Researchers and analysts use data visualizations mostly to describe phenomena of interest. That is, they are used mostly to answer “who”, “what”, “where”, and “when” questions. Sometimes, however, data visualizations are meant to explain a phenomenon of interest. In social science, when we “explain” we are answering “how” and/or “why” questions. In essence, we are discussing causality. While social scientists are taught that a simple data visualization is never enough to settle claims of causality, in the real world, we often see simple charts passed off as evidence of the existence of a causal relationship between our phenomena of interest. Here’s an example that I’ve seen on social media that has been used to argue that government policies regarding the wearing of face masks and limiting the operations of businesses have no impact on the spread of the COVID-19 virus. Here’s the chart:
What are we meant to infer from the data contained in this chart? In two (of the 50 + DC) US states, the trajectory of infections seems to be very similar over the past 10 months or so, despite the fact that in one of the states–South Dakota–there have been no restrictions on businesses and no mask mandates, while these have both been part of the policy repertoire in neighbouring North Dakota. While this chart may seem compelling, it can not be used to argue that mask mandates and business restrictions have no effect on the spread of COVID-19.

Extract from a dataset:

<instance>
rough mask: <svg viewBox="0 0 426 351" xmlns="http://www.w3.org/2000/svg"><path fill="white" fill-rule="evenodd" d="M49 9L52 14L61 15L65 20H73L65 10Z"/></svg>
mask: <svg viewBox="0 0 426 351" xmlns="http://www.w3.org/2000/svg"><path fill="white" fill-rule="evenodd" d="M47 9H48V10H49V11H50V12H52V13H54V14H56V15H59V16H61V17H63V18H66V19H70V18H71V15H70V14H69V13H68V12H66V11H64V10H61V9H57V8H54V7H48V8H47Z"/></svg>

The main problem with these types of charts is that they depict simple bivariate (two variables) relationships. In this case, we presumably see “data” (I’ll address the quality of this data in the next paragraph) on mask and business policies, and on infection rates. We are then encouraged to causally link these two variables. Unfortunately, that’s not at all how social science (or any science) is done. The social world is complex and rarely is it the case that one thing is caused only by one other thing, and nothing else. This is what we call the ceteris paribus (all other things being equal) criterion. In other words,. there may be a host of factors that contribute to COVID-19 infection rates other than mask and business policies. How do we know that one, or more, of these other things is not having an impact on the infection rates? Based on this chart, we don’t. That being said, by comparing two very similar states, the creators of this chart are seemingly aware of the ceteris paribus condition. In other words, choosing states with similar demographic, economic, geographic, etc., profiles (as is often done in comparative analysis) does indeed mitigate to some extent the need to “control for” the many other factors (beside mask and business policy) that are known to affect COVID-19 infection rates. But, we still can’t be sure that something else is actually causing the variation in infection rates that we see in the chart.
There are many other issues with the chart, but I will briefly address one more before closing with what I view as the most problematic issue.
First, we address the “operationalization” of the main explanatory (or independent) variable–the mask and business policies. In the chart, these are operationalized dichotomously–that is, each state is deemed to either have them (green checks) or not have them (red crosses). But it should be blindingly obvious that this is a far from adequate measure. Here are just a couple of questions that come up: 1) How many regulations have been put in place? 2) How have they been enforced? 3) When were they enacted (this is a key issue)? 4) Are residents obeying the regulations? (There is ample evidence to suggest that even where there are mask mandates, these are not being enforced, for example).
Now we deal with what, in this case, I believe to be the major issue. The measurement of the dependent variable–the rate of infection. Unless we know that we have measured this variable correctly, any further analysis is useless. And there is strong evidence to suggest that the measurement of this variable is biased, thereby undermining the analysis.
The incidence rate used here is a measure of the number of positive tests divided by the population of each state. It should be obvious that the number of positive tests is affected to a large extent by the number of overall tests. Unless the testing rate across the two states is similar, we can’t use the number of positive tests as an indicator of the infection rate in the two states. And, lo and behold, the testing rate is far from similar: Indeed, South Dakota is testing at a far lower rate than is North Dakota.
Here we see that the rate of COVID-19 positives in the population seems to be very similar–about 12,000 per 100,000 population. However, North Dakota has conducted four times as many tests as has South Dakota. Assuming the incidence of COVID-19 positivity is the similar across all of the tested population, the data are severely undercounting the incidence rate of COVID-19 in South Dakota. Indeed, had South Dakota tested as many residents as has North Dakota, the measured COVID-19 infection rate in South Dakota would be considerably higher. If the positivity rate for the whole of the state is similar to the first 44,903 tested, there would be a total of more than 46,000 positive tests, which would equate to a infection rate of 46930/(173987/100000), or about 27,000 per 100,000 population, which is more than double the rate in North Dakota. Not only can we not prove (based on the data that is in the chart above) whether masks and businesses policies are having an effect on the dependent variable–the positive rate of COVID-19–we can see that the measurement of the dependent variable is flawed. We have to first account (or “control”) for the number of COVID-19 tests given in each state, before calculating the positivity rate per 100,000 residents. Once we do that we see that the implied premise of the first chart (that the Dakotas have relatively similar infection rates) does not stand. The infection rate in South Dakota is at least 2X the infection rate in North Dakota.